Weiland, S., Witzemann, V., Villarroel, A., Propping, P., & Steinlein, O. (1996). An amino acid exchange in the second transmembrane segment of a neuronal nicotinic receptor causes partial epilepsy by altering its desensitization kinetics. FEBS Letters, 398, 91-96.

Zitierlink: https://hdl.handle.net/11858/00-001M-0000-0024-4DCA-6

Zusammenfassung

The alpha4 subunit of the neuronal nicotinic acetylcholine receptor is the first gene shown to be involved in a human idiopathic epileptic disease.
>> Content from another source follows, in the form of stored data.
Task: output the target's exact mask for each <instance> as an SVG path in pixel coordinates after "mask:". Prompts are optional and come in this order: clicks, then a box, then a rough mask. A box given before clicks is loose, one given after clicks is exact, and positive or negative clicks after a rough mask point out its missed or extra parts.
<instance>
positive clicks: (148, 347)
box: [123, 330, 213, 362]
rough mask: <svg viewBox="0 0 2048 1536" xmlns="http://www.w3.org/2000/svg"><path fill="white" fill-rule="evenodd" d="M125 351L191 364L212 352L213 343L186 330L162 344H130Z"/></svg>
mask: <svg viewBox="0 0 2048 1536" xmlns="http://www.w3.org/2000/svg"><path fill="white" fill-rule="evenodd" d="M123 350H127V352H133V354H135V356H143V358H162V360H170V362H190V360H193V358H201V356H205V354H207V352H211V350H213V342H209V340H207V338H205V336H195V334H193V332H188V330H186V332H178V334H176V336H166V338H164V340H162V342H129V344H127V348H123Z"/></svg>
A missense mutation, leading to the replacement of serine 248 by phenylalanine in the second transmembrane segment, had been detected in patients with autosomal dominant nocturnal frontal lobe epilepsy. The properties of the wild type receptor composed of alpha4 and beta2 subunits and the mutant receptor where alpha4 subunits carried the mutation at serine 248 were compared by means of cDNA manipulation and expression in Xenopus oocytes. The mutant receptor exhibited faster desensitization upon activation by acetylcholine and recovery from the desensitized state was much slower than in the wild type receptor. We conclude that the reported mutation causes seizures via a diminution of the activity of the alpha4beta2 neuronal nicotinic acetylcholine receptor.